WORLD / Middle East |
Iran airs second British's apology(Agencies)Updated: 2007-03-31 09:15 Iran aired television footage on Friday of another British sailor "confessing" to trespassing in its waters, escalating a dispute over Tehran's seizure of 15 navy personnel, as the EU deplored Tehran's action. EU foreign ministers at a meeting in Germany deplored the seizure of the Britons as a breach of international law and threatened to take measures if they were not released soon.

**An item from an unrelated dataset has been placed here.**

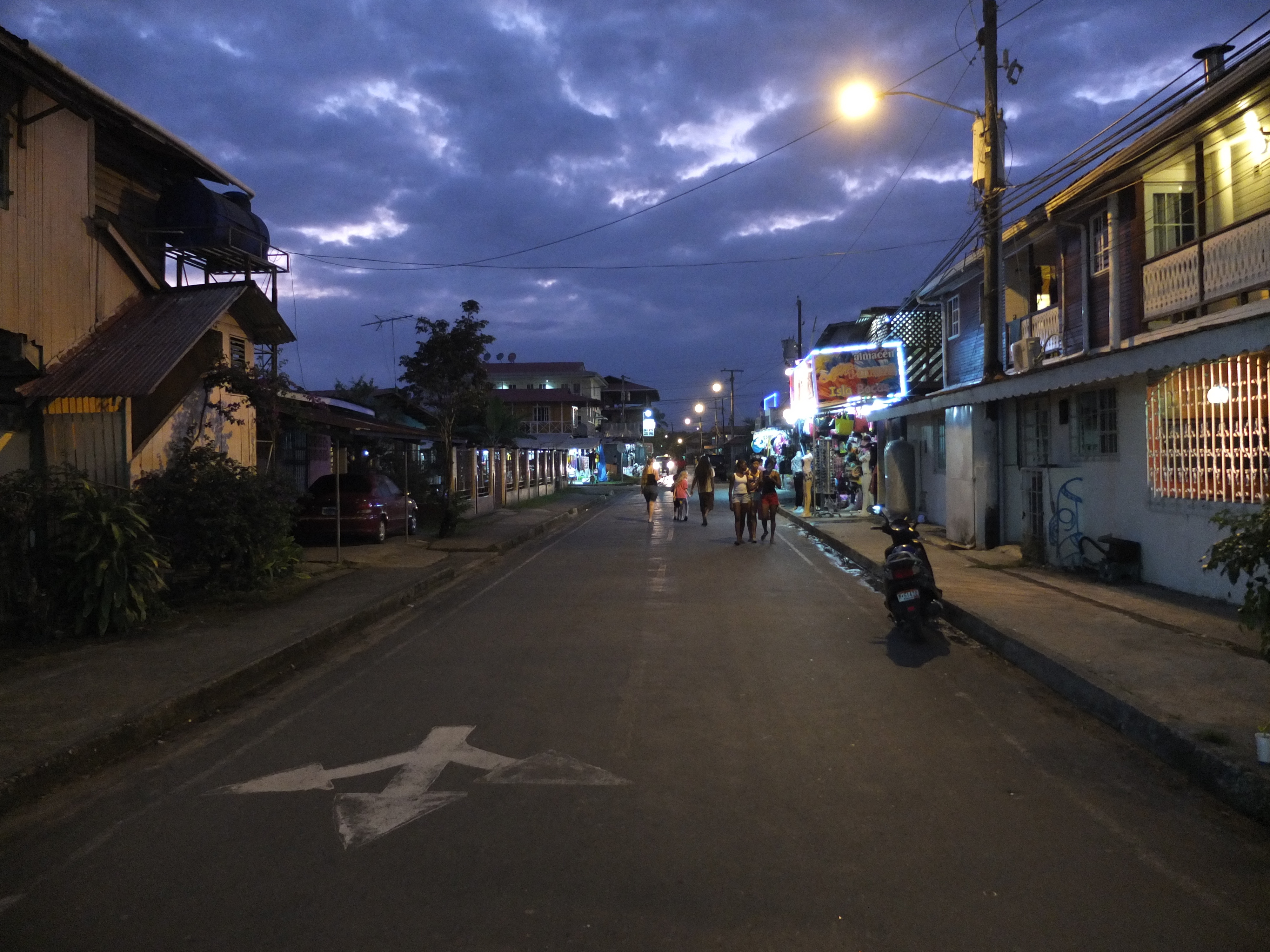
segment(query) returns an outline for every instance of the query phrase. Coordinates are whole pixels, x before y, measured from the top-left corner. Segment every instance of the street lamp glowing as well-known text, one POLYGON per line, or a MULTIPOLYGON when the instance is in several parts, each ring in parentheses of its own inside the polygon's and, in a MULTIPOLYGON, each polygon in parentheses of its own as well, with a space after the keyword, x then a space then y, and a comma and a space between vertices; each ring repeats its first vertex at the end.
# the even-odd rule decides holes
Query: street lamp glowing
POLYGON ((878 94, 867 83, 851 83, 838 93, 838 109, 848 119, 861 119, 878 105, 878 94))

Prime Minister Tony Blair voiced his "disgust" at the latest broadcast of the captive Britons and Foreign Secretary Margaret Beckett said she saw no sign that Iran was seeking to solve the crisis. "We've got to pursue this with the necessary firmness and determination but also patience," Blair said. Tehran has so far refused to bow to mounting world pressure to release the 14 men and one woman seized in the northern Gulf a week ago and now being held in a secret location. Britain insists they were on a routine anti-smuggling patrol in Iraqi waters under a UN mandate but Iran says they were in its territorial waters. "I would like to apologise for entering your waters without any permission," the Royal Navy serviceman, identified as Nathan Thomas Sommers, said in an interview broadcast on Iran's Arabic-language Al-Alam television. The interview was interspersed with images of the sailor sitting with two of his comrades, including the only woman, Faye Turney, smiling, and with bowls of fruit and flowers in front of them. Turney's latest letter, released by Iranian authorities in London, calls for British troops to withdraw from Iraq. Paul Beaver, a leading defence expert, said Turney's pullout call suggested
the letters were written under duress. "She knows that as a serving member of
the armed forces she has no public opinion on that," he explained.